Tuesday, March 20, 2007

Jacob's Ladder

I love connections but I am often too dense to see them. My parish Priest drew the connection between what Christ says here and Jacob's Ladder in the Old Testament:

"Jesus answered and said unto him, Because I said unto thee, I saw thee under the fig tree, believest thou? thou shalt see greater things than these. And he saith unto him, Verily, verily, I say unto you, Hereafter ye shall see heaven open, and the angels of God ascending and descending upon the Son of Man."

In effect Jesus is telling Nathaniel that He is more than king of Israel but the means by which Israel came to be. St. John Chrysostom says that Christ is correcting Nathaniel's insufficient picture of who He is.

How often He needs to do this with me. I am willing to give Him a crown and "make Him a king" but it is all in my own fantasy where I am the ultimate authority. I believe C.S. Lewis once said something like: "I used to live in a very small world all my own, occasionally wondering whether there was room in my world for God. I now find myself in a much larger world wondering whether God can believe in me."
God help me.

3 comments:

V and E said...

Awesome Lewis quote. Amen indeed.

/E.

V and E said...

Random comment on St. Nathanael:

In the recent film The Gospel of John, St. Nathanael is shown having some kind of mystical experience under a fig tree, in which he is praying and he sees a light playing with and around the leaves of the fig tree.

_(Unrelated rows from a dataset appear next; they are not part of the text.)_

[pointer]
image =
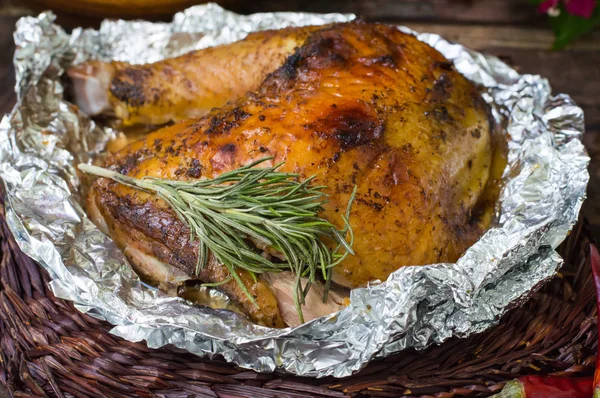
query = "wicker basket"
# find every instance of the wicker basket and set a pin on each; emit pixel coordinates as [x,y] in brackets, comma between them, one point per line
[48,348]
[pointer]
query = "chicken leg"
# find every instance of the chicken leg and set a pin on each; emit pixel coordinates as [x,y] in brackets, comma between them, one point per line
[356,104]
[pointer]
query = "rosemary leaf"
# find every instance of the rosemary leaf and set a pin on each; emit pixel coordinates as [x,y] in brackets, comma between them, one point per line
[229,213]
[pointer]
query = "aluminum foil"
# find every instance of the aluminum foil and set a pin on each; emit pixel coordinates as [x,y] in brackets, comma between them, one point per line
[45,136]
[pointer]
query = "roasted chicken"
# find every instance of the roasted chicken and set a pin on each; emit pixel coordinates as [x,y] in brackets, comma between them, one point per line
[355,104]
[185,86]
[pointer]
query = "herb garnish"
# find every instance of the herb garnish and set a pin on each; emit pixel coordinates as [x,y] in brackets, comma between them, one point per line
[225,214]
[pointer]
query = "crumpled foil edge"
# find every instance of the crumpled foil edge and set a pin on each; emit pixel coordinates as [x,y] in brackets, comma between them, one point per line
[45,136]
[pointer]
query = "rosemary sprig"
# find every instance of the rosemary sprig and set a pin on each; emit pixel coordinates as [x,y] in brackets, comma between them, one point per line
[230,214]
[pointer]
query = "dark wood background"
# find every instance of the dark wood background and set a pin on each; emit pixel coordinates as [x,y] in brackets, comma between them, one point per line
[510,29]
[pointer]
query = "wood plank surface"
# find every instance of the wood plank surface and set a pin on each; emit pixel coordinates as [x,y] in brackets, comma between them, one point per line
[510,29]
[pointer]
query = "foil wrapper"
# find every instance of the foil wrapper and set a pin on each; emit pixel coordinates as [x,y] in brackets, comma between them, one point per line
[44,137]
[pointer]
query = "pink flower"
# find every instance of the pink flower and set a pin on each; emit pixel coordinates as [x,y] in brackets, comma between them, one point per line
[581,8]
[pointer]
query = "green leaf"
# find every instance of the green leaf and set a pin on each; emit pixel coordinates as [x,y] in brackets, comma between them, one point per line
[568,27]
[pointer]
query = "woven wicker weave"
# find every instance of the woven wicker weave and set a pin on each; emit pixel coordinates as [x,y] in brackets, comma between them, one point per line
[50,349]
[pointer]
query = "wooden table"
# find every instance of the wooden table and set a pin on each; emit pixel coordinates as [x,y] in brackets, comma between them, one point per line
[510,29]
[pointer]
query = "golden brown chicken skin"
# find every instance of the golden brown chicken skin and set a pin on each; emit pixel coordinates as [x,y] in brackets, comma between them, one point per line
[357,104]
[185,86]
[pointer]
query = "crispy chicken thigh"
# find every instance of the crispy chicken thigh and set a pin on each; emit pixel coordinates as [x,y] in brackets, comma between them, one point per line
[356,104]
[185,86]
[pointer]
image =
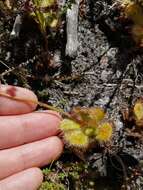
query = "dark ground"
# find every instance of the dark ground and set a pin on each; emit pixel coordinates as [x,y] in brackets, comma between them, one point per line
[107,72]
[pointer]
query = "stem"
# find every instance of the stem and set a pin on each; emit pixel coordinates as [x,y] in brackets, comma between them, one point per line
[41,104]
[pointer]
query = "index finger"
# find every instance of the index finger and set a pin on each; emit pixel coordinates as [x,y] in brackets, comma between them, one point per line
[12,107]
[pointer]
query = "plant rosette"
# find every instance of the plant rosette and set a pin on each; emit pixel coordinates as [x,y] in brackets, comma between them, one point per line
[138,112]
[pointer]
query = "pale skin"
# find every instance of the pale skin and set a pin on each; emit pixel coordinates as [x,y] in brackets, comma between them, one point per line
[28,140]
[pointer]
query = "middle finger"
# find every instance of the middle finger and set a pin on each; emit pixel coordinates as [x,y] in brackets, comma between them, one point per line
[21,129]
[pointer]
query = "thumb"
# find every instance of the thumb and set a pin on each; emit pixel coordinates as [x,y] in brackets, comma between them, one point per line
[29,179]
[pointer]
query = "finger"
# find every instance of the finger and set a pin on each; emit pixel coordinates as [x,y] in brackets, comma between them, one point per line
[21,129]
[35,154]
[29,179]
[12,107]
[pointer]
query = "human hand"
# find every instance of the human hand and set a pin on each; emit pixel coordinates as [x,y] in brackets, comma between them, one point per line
[27,140]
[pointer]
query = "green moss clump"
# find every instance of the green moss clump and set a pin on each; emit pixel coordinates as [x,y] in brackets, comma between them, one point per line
[51,186]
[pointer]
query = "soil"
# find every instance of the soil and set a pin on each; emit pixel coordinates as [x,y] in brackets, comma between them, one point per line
[106,72]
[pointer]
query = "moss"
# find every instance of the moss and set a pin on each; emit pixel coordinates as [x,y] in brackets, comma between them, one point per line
[51,186]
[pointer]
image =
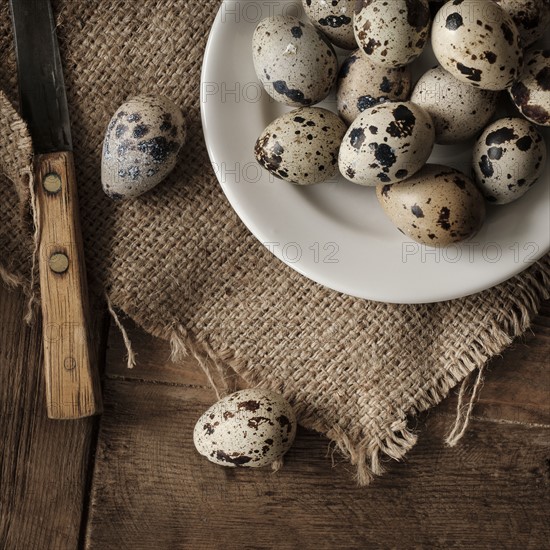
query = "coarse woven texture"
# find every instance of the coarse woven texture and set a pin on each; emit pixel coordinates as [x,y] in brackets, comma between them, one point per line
[181,264]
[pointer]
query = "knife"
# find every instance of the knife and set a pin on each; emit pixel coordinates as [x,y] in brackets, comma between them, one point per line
[72,381]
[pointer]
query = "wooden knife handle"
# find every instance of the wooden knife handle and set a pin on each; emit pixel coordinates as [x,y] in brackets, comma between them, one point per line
[72,380]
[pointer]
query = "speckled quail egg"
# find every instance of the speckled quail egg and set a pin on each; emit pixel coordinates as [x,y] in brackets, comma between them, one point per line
[531,17]
[435,6]
[508,159]
[250,428]
[386,144]
[459,111]
[438,206]
[531,93]
[362,84]
[478,43]
[334,18]
[392,33]
[294,62]
[141,146]
[301,146]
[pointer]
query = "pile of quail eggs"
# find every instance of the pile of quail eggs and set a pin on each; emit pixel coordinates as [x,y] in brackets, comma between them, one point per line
[386,127]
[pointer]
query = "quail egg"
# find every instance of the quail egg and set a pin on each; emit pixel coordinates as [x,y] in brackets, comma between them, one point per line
[249,428]
[141,146]
[386,144]
[509,157]
[294,62]
[459,111]
[334,19]
[531,93]
[478,43]
[302,146]
[438,206]
[531,17]
[392,34]
[362,84]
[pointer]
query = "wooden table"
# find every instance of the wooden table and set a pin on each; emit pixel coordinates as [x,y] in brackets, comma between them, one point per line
[131,479]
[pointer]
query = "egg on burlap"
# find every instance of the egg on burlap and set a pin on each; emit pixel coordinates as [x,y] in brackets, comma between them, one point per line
[141,146]
[250,428]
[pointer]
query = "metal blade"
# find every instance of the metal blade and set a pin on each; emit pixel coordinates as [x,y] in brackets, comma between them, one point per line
[41,85]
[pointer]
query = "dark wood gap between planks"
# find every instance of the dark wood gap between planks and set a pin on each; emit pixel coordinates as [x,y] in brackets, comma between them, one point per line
[144,485]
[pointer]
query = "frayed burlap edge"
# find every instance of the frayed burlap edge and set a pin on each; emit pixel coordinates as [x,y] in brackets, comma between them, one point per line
[220,366]
[16,164]
[367,454]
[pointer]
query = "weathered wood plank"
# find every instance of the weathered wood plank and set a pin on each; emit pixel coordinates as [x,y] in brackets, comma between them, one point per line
[152,490]
[43,463]
[516,389]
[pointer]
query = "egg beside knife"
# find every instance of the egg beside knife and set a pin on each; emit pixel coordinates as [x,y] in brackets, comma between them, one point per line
[302,146]
[141,146]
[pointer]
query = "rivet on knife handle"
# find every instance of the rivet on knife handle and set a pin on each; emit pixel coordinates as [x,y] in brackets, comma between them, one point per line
[72,383]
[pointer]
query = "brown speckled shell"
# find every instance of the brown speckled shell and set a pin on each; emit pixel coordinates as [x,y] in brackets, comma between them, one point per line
[295,63]
[392,33]
[141,146]
[531,93]
[508,159]
[459,111]
[386,144]
[250,428]
[301,146]
[362,84]
[439,206]
[478,43]
[334,19]
[531,17]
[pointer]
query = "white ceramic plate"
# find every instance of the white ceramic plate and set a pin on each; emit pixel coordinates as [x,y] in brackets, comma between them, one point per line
[336,233]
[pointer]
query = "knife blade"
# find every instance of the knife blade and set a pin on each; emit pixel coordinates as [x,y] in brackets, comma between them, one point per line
[72,381]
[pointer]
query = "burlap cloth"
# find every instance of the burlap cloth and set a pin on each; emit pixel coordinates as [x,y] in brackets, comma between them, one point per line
[180,263]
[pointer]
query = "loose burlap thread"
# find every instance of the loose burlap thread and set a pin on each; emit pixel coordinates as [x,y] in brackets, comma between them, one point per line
[180,263]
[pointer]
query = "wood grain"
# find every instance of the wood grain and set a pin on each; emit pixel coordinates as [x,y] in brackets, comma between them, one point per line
[72,382]
[152,490]
[44,464]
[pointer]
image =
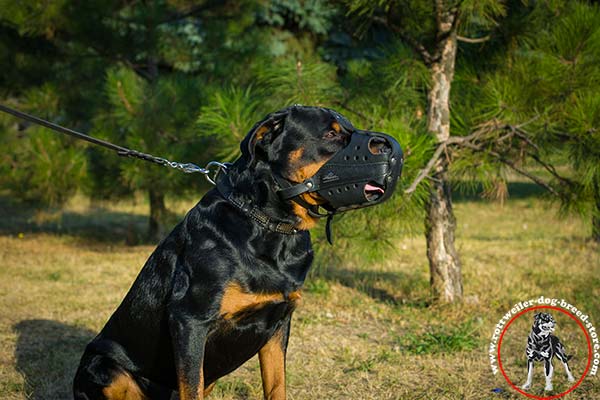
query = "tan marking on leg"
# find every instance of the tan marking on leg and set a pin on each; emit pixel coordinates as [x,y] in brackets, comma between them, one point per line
[272,368]
[209,389]
[123,387]
[235,299]
[185,392]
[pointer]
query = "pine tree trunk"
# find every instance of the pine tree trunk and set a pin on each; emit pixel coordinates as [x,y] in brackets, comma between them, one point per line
[596,216]
[440,224]
[157,226]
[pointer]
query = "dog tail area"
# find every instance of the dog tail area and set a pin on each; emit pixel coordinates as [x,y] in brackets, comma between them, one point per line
[559,350]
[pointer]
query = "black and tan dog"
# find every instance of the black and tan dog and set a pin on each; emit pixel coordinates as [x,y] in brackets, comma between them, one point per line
[222,286]
[542,345]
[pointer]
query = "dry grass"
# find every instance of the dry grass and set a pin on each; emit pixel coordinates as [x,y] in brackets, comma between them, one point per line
[364,332]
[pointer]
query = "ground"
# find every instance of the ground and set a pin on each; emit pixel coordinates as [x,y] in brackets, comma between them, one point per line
[362,331]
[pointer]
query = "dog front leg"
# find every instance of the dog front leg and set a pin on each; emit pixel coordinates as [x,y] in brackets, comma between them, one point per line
[272,364]
[189,339]
[527,384]
[549,370]
[570,376]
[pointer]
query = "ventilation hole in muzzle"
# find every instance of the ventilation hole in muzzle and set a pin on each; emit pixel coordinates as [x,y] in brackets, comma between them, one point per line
[373,191]
[379,146]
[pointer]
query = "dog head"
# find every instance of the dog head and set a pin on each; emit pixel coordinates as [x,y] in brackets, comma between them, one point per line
[543,324]
[296,143]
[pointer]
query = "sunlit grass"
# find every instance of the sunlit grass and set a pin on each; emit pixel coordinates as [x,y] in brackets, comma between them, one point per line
[362,331]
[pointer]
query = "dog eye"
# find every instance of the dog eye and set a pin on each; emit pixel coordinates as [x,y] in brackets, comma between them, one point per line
[330,135]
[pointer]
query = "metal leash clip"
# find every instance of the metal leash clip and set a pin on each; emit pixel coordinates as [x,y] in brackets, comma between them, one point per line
[219,168]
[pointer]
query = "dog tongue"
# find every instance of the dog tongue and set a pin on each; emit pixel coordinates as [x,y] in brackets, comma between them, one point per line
[371,188]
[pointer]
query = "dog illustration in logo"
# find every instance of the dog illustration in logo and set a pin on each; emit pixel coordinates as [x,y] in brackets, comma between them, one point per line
[543,346]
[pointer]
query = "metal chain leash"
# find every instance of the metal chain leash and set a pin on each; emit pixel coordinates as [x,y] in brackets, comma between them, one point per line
[213,167]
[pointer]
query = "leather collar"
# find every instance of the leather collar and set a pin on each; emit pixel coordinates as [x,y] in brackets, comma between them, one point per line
[263,219]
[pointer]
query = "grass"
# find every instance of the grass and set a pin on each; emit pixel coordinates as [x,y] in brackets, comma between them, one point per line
[363,331]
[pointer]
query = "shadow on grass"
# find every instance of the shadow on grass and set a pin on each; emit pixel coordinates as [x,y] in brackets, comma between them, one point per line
[516,190]
[97,224]
[47,355]
[408,289]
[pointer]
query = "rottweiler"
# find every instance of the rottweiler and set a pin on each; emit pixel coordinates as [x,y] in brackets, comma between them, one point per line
[223,285]
[542,345]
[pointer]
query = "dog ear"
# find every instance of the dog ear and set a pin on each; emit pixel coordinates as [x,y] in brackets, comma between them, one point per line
[263,131]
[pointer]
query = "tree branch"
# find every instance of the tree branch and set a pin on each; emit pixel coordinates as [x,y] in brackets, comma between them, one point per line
[473,40]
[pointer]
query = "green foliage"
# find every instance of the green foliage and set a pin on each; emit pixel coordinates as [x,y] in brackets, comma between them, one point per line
[227,117]
[41,168]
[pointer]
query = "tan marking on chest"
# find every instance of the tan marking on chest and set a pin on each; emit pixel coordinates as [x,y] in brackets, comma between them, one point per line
[236,299]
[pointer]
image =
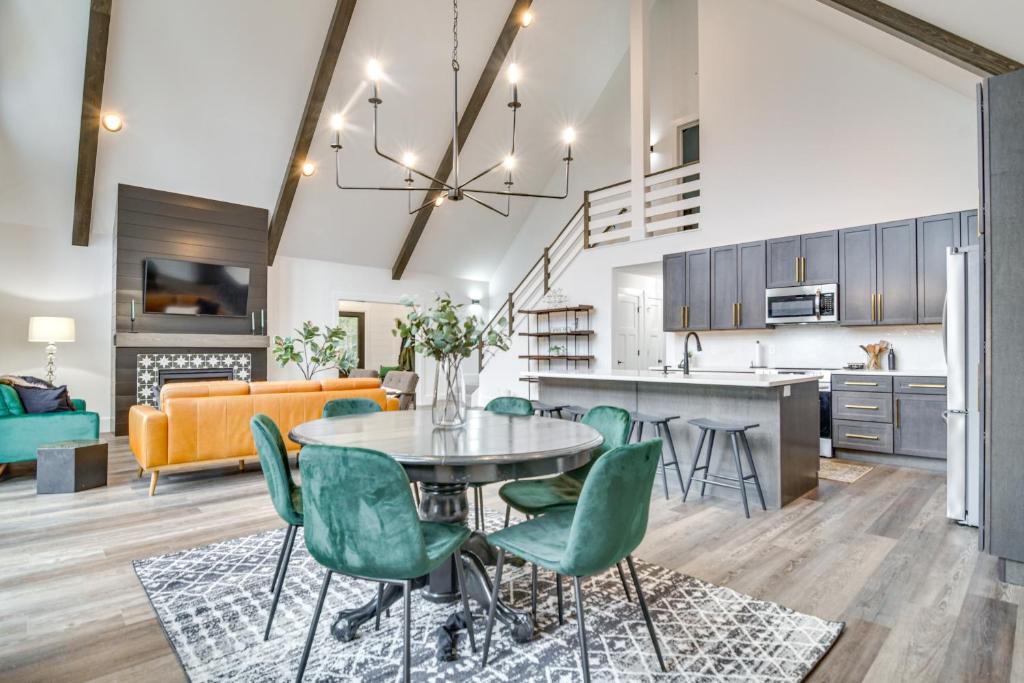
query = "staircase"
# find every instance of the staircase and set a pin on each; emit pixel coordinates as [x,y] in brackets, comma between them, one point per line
[672,204]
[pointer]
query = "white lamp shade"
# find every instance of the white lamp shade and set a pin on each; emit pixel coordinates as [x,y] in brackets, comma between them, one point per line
[51,329]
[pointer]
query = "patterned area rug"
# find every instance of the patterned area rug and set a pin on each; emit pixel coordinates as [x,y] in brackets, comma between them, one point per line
[212,602]
[845,472]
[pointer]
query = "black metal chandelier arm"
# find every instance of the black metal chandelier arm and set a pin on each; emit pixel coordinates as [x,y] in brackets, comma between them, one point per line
[487,206]
[399,164]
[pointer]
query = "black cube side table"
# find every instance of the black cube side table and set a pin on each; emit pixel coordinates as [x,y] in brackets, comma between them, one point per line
[67,467]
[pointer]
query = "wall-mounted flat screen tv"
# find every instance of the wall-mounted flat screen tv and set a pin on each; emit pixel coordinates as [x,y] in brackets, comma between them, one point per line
[189,288]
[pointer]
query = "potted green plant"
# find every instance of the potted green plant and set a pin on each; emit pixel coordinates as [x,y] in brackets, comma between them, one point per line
[449,337]
[314,350]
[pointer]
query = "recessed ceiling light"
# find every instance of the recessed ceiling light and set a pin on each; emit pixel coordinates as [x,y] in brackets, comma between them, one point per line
[113,122]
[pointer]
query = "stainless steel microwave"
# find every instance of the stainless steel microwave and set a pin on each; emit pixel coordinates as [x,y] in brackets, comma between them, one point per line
[812,303]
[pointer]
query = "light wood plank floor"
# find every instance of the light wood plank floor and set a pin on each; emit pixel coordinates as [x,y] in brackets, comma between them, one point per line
[920,602]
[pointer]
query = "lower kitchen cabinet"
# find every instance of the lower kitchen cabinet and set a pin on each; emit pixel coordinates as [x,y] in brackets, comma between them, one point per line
[918,425]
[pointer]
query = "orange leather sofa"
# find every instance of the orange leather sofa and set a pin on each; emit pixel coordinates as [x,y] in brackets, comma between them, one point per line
[207,423]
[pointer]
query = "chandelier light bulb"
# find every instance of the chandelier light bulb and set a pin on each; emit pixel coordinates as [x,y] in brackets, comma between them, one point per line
[374,71]
[113,122]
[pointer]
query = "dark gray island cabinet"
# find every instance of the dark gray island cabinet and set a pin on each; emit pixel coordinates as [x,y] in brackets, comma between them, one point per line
[784,445]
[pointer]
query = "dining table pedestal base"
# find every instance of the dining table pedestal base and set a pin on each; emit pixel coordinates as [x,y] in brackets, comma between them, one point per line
[445,503]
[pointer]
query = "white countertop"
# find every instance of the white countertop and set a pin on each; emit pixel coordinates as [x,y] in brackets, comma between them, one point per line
[762,379]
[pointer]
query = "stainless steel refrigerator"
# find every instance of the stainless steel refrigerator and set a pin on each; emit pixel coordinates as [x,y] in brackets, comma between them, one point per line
[963,336]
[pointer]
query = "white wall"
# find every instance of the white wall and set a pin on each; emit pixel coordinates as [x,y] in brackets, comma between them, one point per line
[803,128]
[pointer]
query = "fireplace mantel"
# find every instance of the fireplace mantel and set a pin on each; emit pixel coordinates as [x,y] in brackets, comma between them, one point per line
[172,340]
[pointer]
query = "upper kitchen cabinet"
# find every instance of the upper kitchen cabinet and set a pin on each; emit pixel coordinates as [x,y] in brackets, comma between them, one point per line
[673,291]
[935,233]
[804,259]
[819,252]
[896,275]
[856,275]
[783,261]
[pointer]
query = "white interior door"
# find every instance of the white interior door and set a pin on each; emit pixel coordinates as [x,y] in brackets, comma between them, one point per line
[652,352]
[627,344]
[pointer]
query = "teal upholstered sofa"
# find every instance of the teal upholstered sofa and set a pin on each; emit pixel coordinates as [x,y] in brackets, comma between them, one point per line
[22,433]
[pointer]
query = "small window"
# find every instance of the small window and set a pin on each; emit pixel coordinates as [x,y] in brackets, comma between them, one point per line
[689,142]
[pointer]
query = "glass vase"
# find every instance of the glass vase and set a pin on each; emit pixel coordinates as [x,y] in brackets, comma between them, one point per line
[450,394]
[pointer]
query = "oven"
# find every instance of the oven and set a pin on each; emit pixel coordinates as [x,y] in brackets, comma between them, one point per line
[812,303]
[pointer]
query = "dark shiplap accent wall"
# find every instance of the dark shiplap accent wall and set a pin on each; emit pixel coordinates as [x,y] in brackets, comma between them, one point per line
[158,224]
[125,363]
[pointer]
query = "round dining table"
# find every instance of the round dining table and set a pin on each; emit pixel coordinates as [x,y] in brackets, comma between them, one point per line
[442,462]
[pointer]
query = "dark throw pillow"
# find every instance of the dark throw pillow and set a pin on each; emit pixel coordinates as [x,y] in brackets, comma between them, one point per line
[44,400]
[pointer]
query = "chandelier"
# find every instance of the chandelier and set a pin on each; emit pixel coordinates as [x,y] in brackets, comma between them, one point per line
[458,188]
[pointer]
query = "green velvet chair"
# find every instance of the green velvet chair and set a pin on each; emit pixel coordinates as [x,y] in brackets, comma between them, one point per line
[536,497]
[340,408]
[359,520]
[285,494]
[513,406]
[22,433]
[591,538]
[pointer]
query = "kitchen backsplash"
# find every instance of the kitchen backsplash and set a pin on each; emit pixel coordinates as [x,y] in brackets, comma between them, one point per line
[918,347]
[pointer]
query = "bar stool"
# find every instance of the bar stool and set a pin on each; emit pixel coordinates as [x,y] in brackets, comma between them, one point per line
[660,424]
[737,434]
[548,410]
[573,413]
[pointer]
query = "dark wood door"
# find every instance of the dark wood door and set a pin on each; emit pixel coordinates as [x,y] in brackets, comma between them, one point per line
[724,287]
[919,427]
[856,275]
[698,289]
[969,227]
[896,279]
[935,233]
[820,254]
[783,261]
[673,291]
[752,285]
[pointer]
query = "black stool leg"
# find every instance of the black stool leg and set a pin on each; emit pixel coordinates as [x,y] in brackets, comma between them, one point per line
[754,469]
[707,468]
[739,472]
[696,459]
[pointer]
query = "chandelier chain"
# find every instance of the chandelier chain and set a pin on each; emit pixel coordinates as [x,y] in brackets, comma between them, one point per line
[455,35]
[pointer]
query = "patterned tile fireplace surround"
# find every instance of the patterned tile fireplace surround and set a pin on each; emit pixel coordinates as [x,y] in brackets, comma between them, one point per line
[154,370]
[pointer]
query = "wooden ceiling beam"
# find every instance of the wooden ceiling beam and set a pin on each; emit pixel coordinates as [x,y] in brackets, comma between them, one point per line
[310,118]
[466,122]
[975,58]
[88,135]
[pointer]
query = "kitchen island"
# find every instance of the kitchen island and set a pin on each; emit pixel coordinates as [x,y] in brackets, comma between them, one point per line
[784,445]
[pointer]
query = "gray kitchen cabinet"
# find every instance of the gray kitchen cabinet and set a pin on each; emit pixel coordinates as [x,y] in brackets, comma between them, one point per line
[896,276]
[918,425]
[673,291]
[697,290]
[783,261]
[934,235]
[969,227]
[724,287]
[751,311]
[856,275]
[819,252]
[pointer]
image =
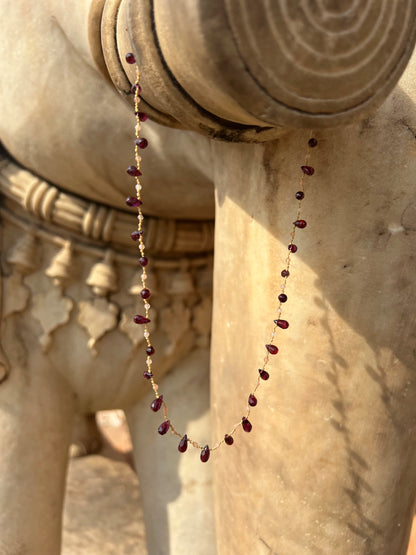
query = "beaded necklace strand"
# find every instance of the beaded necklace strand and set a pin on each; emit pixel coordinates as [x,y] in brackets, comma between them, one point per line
[143,320]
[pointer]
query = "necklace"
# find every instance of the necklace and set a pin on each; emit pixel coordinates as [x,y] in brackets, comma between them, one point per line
[143,320]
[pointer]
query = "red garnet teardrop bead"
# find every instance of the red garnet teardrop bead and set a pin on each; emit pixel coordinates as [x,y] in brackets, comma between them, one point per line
[143,261]
[133,201]
[229,440]
[133,171]
[130,59]
[164,427]
[183,444]
[247,426]
[273,350]
[301,224]
[307,170]
[263,374]
[205,454]
[138,319]
[156,404]
[135,235]
[141,142]
[284,324]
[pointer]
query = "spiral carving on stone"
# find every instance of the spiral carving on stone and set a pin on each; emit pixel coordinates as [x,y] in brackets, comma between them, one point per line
[242,70]
[330,56]
[98,223]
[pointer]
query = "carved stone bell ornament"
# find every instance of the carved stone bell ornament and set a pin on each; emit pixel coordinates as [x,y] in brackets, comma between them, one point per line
[301,406]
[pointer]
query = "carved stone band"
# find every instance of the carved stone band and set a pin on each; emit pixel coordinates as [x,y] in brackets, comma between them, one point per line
[98,222]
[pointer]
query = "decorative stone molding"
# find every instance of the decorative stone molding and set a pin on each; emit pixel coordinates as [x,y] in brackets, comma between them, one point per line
[77,256]
[99,223]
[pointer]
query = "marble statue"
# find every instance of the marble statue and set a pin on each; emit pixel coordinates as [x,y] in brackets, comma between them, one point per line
[232,89]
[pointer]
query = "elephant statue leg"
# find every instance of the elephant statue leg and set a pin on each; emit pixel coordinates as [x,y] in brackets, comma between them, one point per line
[329,466]
[176,489]
[36,413]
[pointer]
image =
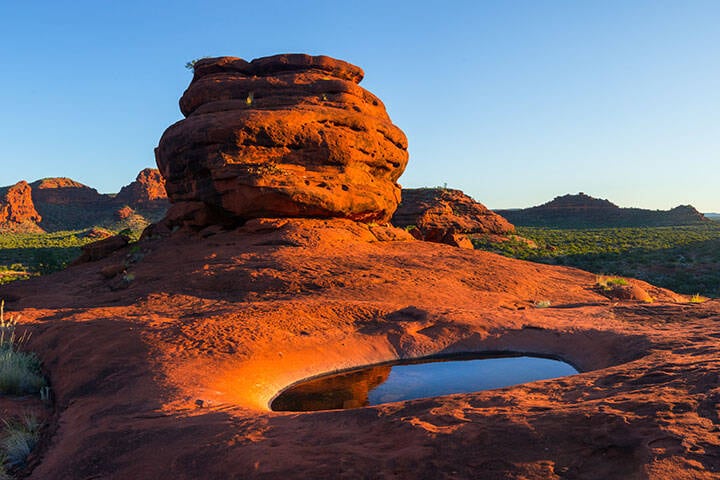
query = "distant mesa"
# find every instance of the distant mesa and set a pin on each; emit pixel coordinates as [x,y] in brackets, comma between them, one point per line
[17,211]
[148,187]
[54,204]
[444,215]
[63,191]
[289,135]
[584,211]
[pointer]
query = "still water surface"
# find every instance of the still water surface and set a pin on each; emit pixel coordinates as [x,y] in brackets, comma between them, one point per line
[416,379]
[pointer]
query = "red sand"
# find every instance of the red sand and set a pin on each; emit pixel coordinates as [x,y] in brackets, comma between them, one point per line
[230,318]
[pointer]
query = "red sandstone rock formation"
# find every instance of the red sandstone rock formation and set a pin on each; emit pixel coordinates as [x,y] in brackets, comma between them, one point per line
[444,216]
[149,186]
[63,191]
[131,347]
[584,211]
[167,371]
[16,206]
[283,136]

Copts explain the fig tree by relating that St. Nathanael escaped Herod's mass infanticide thereby. His parents, with faith like those of Moses, made him a small bed and placed him in the boughs of a fig tree, trusting in God to save him.

Others have suggested that St. Nathanael was under a fig tree when Jesus was speaking with his brother.

Personally, the last seems to me to be too weak a miracle to account for St. Nathanael's excited response.

And the first seems too hokey. I like the Coptic explanation - to me, it fits. It sounds right.

- V.

LifeSpark said...

Thanks E
I know Lewis said very nearly this but I'd be very happy if someone had the exact words....anyone?

V, this is a great bit about the Coptic reading of the text. Very fitting indeed!